Allah SWT menerima kurban Habil dengan menurunkan api untuk menyambar kurban miliknya. Namun, kurban yang dipersembahkan Qabil tidak mendapatkan respon dariNya. Menyadari kurban Habil diterima sedangkan kurbannya ditolak, Qabil merasa iri dan tidak terima.
Dipenuhi oleh emosi dan kecemburuan, Qabil mengambil sebuah batu besar dan memukulkannya ke kepala Habil hingga menyebabkan kematiannya.
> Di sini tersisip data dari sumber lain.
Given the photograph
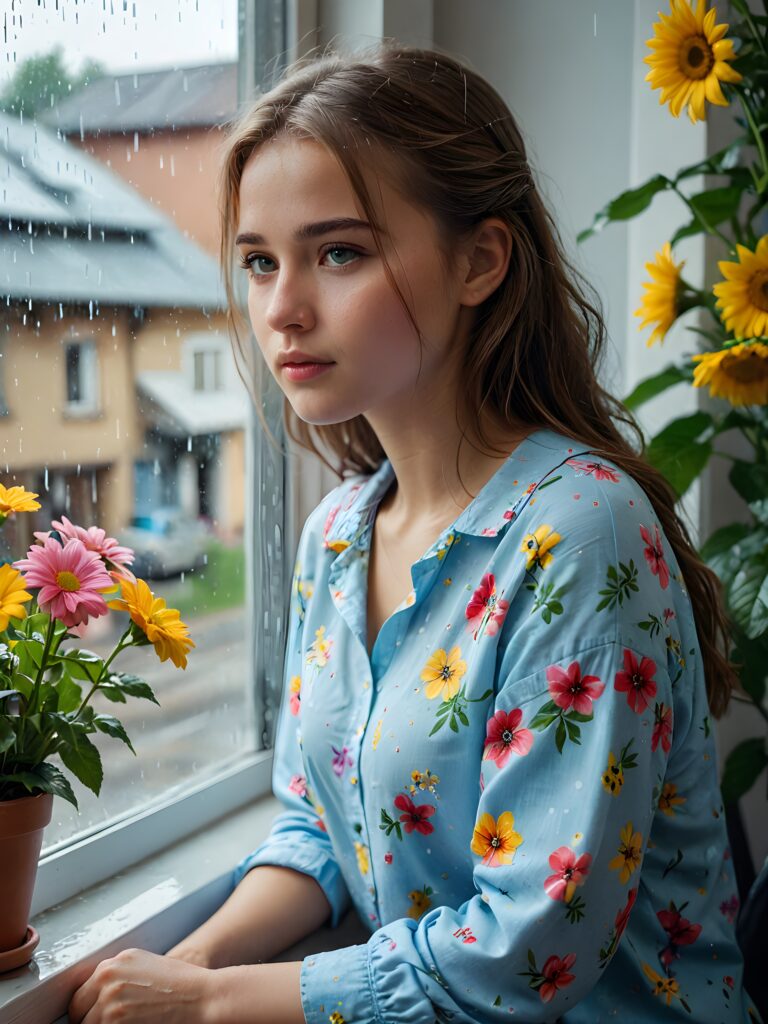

Dari kisah Qabil dan Habil, kita dapat belajar pentingnya niat yang ikhlas dalam segala hal, termasuk dalam berqurban. Dari kisah ini mengajarkan kita untuk senantiasa menguji dan memperbaiki niat kita dalam beribadah.
"Ikhlas itu penting. Ikhlas harus di dua pihak. Orang yang berkurban ikhlas dan pelaksana penyembelihan kurban juga harus ikhlas. Tunggu saja bagiannya. Kalau belum waktunya, kita ambil, itu dosa jadinya," tegasnya.
Kedua, taat kepada Nabi dan Allah. Dan ini dicontohkan oleh Nabi Ibrahim AS. Nabi yang mendambakan seorang anak selama bertahun-tahun, lalu Allah mengaruniainya seorang anak bernama Ismail. Saat lagi sayang-sayangnya pada Ismail yang beranjak remaja, lewat mimpi Allah memerintahnya untuk menyembelih anak kesayangannya itu.
Dengan berat hati Ibrahim menyampaikan apa yang ada di dalam mimpinya kepada Nabi Ismail putranya. Sebagaimana tersurat dalam Al-Quran, Surat As-saffat, ayat 102.
"Maka ketika anak itu sampai (pada umur) sanggup berusaha bersamanya, (Ibrahim) berkata, 'Wahai anakku! Sungguh aku bermimpi bahwa aku menyembelihmu. Pikirkanlah bagaimana pendapatmu!"
Mendengar penjelasan dari ayahnya tersebut, Nabi Ismail meresponnya dengan tenang. "Dia (Ismail) menjawab, 'Wahai ayahku! Lakukanlah apa yang diperintahkan (Allah) kepadamu; insya Allah engkau akan mendapatiku termasuk orang yang sabar."